Ireland’s Open Opportunity—And Why It Matters
Now, the article pivots toward something genuinely significant: the possibility of The Open leaving the British Isles for the first time. Portmarnock in Ireland emerges as the leading candidate, with 2030 a realistic target.
“At last year’s Open the outgoing chief executive Martin Slumbers explained that they would be supportive of the club asking the Government for help in putting together a case for taking The Open outside the UK for the first time ever.”
This represents a seismic shift in how the R&A approaches tradition versus expansion. I’ve covered enough golf politics to know this doesn’t happen casually. The fact that senior leadership is publicly, diplomatically opening this door suggests serious internal conversations have already occurred.

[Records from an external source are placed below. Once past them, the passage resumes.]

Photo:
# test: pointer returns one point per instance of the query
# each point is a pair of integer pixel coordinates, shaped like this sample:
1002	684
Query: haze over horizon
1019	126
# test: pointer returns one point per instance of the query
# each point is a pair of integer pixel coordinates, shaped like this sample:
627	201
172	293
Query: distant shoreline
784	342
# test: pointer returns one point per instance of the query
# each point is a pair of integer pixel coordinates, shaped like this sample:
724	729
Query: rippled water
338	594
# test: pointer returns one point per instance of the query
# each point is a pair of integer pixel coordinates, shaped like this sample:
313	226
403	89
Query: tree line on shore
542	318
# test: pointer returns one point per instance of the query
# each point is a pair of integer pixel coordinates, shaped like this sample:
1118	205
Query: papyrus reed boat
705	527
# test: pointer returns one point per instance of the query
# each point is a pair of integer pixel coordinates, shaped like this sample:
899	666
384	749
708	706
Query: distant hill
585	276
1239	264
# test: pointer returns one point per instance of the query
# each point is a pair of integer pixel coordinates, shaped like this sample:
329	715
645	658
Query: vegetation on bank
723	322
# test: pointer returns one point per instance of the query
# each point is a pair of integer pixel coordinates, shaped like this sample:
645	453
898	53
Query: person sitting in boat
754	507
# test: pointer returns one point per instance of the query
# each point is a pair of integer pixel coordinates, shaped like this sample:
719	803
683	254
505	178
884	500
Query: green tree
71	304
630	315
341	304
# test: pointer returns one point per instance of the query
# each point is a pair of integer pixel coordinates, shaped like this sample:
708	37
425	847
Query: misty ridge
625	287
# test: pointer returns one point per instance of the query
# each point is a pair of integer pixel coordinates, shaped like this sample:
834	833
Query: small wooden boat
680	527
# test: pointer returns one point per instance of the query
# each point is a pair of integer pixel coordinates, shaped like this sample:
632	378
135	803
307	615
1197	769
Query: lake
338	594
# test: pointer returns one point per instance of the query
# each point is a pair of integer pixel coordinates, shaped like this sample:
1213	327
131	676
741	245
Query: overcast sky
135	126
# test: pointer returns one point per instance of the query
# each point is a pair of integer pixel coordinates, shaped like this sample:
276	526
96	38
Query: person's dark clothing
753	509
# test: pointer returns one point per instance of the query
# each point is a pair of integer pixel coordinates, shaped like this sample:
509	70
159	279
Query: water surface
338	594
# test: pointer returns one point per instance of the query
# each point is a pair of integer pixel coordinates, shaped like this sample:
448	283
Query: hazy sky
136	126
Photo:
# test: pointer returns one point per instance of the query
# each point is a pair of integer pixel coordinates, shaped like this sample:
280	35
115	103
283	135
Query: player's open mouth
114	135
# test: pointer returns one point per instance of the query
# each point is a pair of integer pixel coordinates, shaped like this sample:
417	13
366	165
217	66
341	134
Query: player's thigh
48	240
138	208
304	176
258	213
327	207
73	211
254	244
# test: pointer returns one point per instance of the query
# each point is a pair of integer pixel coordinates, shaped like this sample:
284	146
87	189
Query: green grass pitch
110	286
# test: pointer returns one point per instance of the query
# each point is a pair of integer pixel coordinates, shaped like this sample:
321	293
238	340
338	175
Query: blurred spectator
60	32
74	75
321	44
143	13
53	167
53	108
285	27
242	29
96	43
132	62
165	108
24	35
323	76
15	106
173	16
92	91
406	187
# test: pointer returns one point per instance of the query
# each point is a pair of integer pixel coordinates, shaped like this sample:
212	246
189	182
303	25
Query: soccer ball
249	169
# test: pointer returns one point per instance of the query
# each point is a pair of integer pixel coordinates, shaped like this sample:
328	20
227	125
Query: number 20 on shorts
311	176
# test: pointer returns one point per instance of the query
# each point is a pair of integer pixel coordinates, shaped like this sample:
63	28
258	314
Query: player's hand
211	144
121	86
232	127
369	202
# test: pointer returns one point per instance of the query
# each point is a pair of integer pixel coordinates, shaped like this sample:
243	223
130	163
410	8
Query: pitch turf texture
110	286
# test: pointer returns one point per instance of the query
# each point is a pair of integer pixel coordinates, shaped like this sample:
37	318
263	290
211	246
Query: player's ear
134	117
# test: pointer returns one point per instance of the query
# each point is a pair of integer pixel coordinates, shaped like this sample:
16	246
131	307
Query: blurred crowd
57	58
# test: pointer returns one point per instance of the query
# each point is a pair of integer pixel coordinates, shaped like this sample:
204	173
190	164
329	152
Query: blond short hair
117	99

Portmarnock deserves consideration. It’s a natural, fair test that wouldn’t require the championship to compromise its values. But here’s my honest take: if the R&A is going to finally move The Open across the Irish Sea, they should consider whether Ballybunion or Lahinch might be equally worthy. The article mentions Ballybunion in passing:
“Ballybunion is certainly different, mixing elements of quirkiness with old-school charm and it’s so much fun. Again, the chances of The Open coming here are zero but that shouldn’t stop us dreaming.”
That resignation—”the chances are zero”—bothers me. It shouldn’t be zero. A course that “all the fun of Kingsbarns but with more of a natural landscape” deserves better than permanent exile.
The Broader Championship Calendar Crisis
What genuinely concerns me about The Open’s current trajectory is the calendar gap the article references: Birkdale hosts in 2024, St Andrews in 2027, and then… nothing confirmed. Muirfield and Turnberry want back on the rotation, but neither is moving until they’ve addressed their respective historical baggage.
This is where vision matters. The R&A has an opportunity to look at courses like Royal Porthcawl—which has successfully hosted three Senior Opens and even recently held a Women’s Open—and recognize that they’ve already proven their championship mettle. Instead, we’re waiting for the next iteration of safe, established venues.
Having caddied for Tom Lehman in the ’90s and watched how courses stepped up when given the chance, I can tell you this: great championship golf doesn’t require a specific zip code or a predetermined list. It requires great courses, fair testing conditions, and genuine competition. Most of the venues in this article deliver all three.
The Path Forward
I don’t think the R&A is making cynical decisions here—I think they’re being cautious. After 150 years of tradition, caution makes sense. But caution can calcify into stagnation.
The courses outlined here—Royal County Down, Royal Dornoch, Ballybunion, North Berwick, Kingsbarns, Royal Porthcawl, and Portmarnock—represent golf at its most authentic. They’re ranked among the world’s best for good reason. The question isn’t whether they’re championship-worthy. It’s whether golf’s governing body is willing to prize championship golf over championship convenience.
That’s a conversation worth having. And it might be the most important one happening in professional golf right now.